Some of the applications that leverage PostPath's open-standards based architecture are archiving and virus filtering. Leveraging an open-standards approach increases the number of options that are available for both archiving and virus filtering.
As many are aware, Microsoft uses a "special" version of SMTP called ESMTP when Exchange is talking to other Exchange servers. From an open standards perspective, this is a Microsoft-only form of SMTP and has the effect of making it impossible to pass emails through standard virus filters. It also makes it very difficult to forward emails to SMTP-based archive "sinks" from Exchange, leading to the use of expensive and inefficient Journaling based archiving solutions.

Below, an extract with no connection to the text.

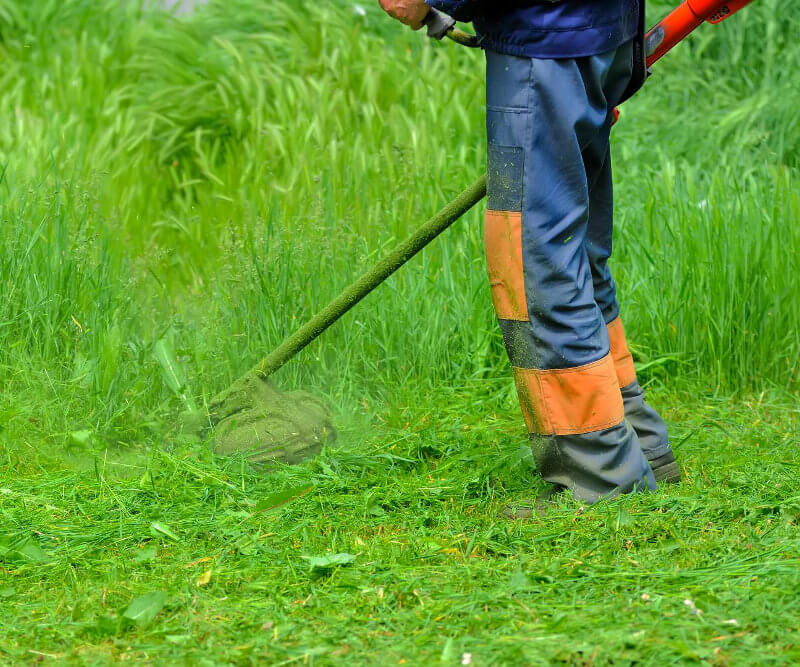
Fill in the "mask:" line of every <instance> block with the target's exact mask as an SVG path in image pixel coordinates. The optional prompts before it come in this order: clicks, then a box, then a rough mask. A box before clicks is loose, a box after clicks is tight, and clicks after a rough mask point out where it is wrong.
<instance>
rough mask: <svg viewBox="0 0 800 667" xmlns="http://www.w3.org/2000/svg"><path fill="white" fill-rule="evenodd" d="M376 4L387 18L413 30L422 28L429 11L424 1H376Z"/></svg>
mask: <svg viewBox="0 0 800 667" xmlns="http://www.w3.org/2000/svg"><path fill="white" fill-rule="evenodd" d="M378 2H379V3H380V5H381V7H382V8H383V10H384V11H385V12H386V13H387V14H389V16H391V17H392V18H395V19H397V20H398V21H401V22H403V23H405V24H406V25H407V26H411V27H412V28H413V29H414V30H419V29H420V28H421V27H422V22H423V21H424V20H425V17H426V16H427V15H428V12H429V11H430V10H431V8H430V7H429V6H428V5H427V4H426V3H425V0H378Z"/></svg>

To solve this problem and allow the use of standard SMTP, the PostPath Server can translate the Microsoft ESMTP to legal SMTP; where appropriate the PostPath Server can also convert in the other direction as well - and it can convert from SMTP to ESMTP and back without loss of metadata.
For virus filtering as an example, we convert to standard SMTP, filter through a standard virus filter (possibly a commodity virus filtering appliance or virus filtering service), get each message back, convert it back into the Microsoft format, and drop it back into the Microsoft world.
Our plug-compatible solution does this without any loss of Microsoft metadata. This allows our customers to leverage the much more scalable and cost effective virus filters that exist for standards based SMTP. This approach has the additional advantage that virus-processing is carried out outside of the main line of execution of the server, making the server much less vulnerable to virus filtering latency during times of heavy load.
Similarly, for archiving software, we can forward a copy of each message to the archive utility at the MTA (Mail Transport Agent) level, before the message is deposited into any store. There is no need to use Journaling, and archiving can be turned on or off on a per-user, per group, or per server basis. Again, this is possible because of our standard Unix-style MTA architecture, a standard architecture that is not available for Exchange users.